You are ok child, You are MORE than OK!

As a child I spent several summers at Camp Beckwith, in Fairhope, AL. During the summer of 1996, I spent the summer exploring and conquering camp, as a day camp counselor. I stayed on campus all summer in a small room in Harmon hall. It was a summer I will always remember.

Joy Williams circa 1996

That 15/16 year old who walked the trails, held little children’s hands and sang worship songs nightly in the chapel was afraid. I had deep friendships with my family and friends, as well as, I was nestled deeply in a youth group that supported me.  Yet, I was still scared. I was more than scared, I was unsettled and running from the life I was living.  The summer of 1996 is where the cracks in my insecurity began seething through.  I remember the late nights alone sitting on the porch of the chapel or rocking in the chairs outside Wilson hall. I can recall listening to the songs by Dave Wilcox strummed on Jay Oaks’ guitar. We would all sing along and I would drift away in my head. Who would I be at 35? Where would I live? Would I be loved? Where would my inexperienced scared teenage self end up?

Fast Forward 20 Years

I have returned to camp for the last 3 years to drop my children off to be campers. This summer when I returned to camp, at the age of 34, my heart swelled with security and fervent strength in The Lord. 20 years later, I can see how he has woven my life perfectly in his plan. I am loved by an incredible man. We have 2 beautiful children and a successful business. We are a team that puts Christ and each other’s needs first. I couldn’t be more proud of the marriage we have together. He provides me with an enormous amount of security and love.

Williams Family 096_1

As I sit on the dock and soak up the rise of the sun I feel peace. My life surpasses all my expectations and wonders. I am happy and free.

Camp Beckwith

The experiences gained from my first summer a fair distance with out my family resonate with me 20 years later. I do not live in fear of tomorrow. I can tell that 16 year old child inside, You are OK- You are more than OK! LIFE IS GOOD!

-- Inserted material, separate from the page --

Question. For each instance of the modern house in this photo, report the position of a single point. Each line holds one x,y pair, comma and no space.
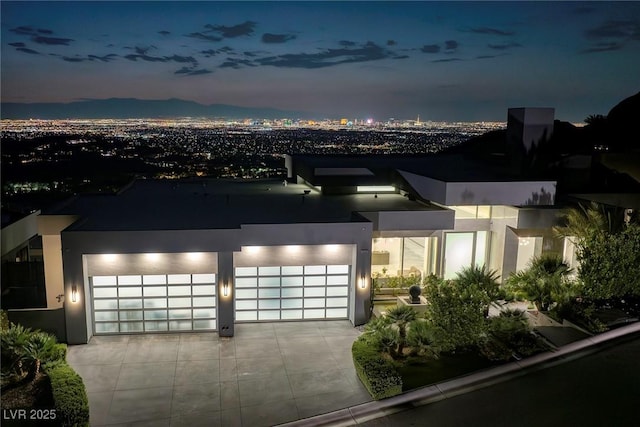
204,254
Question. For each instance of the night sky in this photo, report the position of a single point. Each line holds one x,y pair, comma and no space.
454,61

Related Posts Plugin for WordPress, Blogger...

Comments

  1. What a beautiful post! If only we knew then what we know now, right? Guess faith wouldn’t be necessary then though. And without faith it it impossible to please Him!

  2. annemarienichols says:

    I hope you’re able to share this with your kids as they get older and are feeling doubts about themselves and their lives.

  3. I agree, share with your kids when they are older. Such a great thing for them to see!

  4. What a wonderful message to share. Being 16 can be so stressful as everything is unknown. It’s good for all of us to know that we will end up OK, and even better than OK.

  5. Beautiful post! I can greatly relate, as I felt the same way as a teenager.

    HilLesha O’Nan

  6. such a nice post and I am loving that picture of you and your family!

  7. How cool to bring your kids to the same place you grew up.

  8. I hope that my kids experiences at church camp was as deep and impactful. I know they loved the time they spent their summer weeks their. Love that your kids are going to the same place. I hope my grandkids get that.

  9. It is such a blessing to know you are taken care of my God. I love that you are able to share the same experience with your children that you yourself had all those years ago.

  10. Oh, I love this! Don’t you wish you could tell your younger self it will be okay!

  11. I agree what a great post. Sometimes it is good to reflect.

  12. Love this! Oh to be able to tell my younger self this message (and to learn from it)

  13. I have so many messages that I would give my own self if I could go back in time.

  14. I’m glad to see you’ve found a center and security. Sadly, not everyone benefits from that kind of warmth, acceptance and love as you do.

  15. I love that picture of the 4 of you! Isn’t it amazing the way things turn out, despite all of the doubts and fears that we have. It seems maybe like we have to go through all that so we can appreciate what we have.

  16. This is a beautiful post! I’m glad you were able to find security. I really believe God takes us through those kinds of trials so we can come out stronger.

  17. I hope one day I can bring my girls to the same camp I went to when I was young. Such a great post!

  18. I totally get this. I remember days as a teenager thinking to myself, I wish I could just get past being this age and straight on to being married, having a family, job, etc. Oh how I wish I could go back and give that younger me a hug and say it all turns out ok!

  19. Awww. This is awesome and your family is beautiful. OAN, I’ve never been to a camp away from home… I bet it was fun.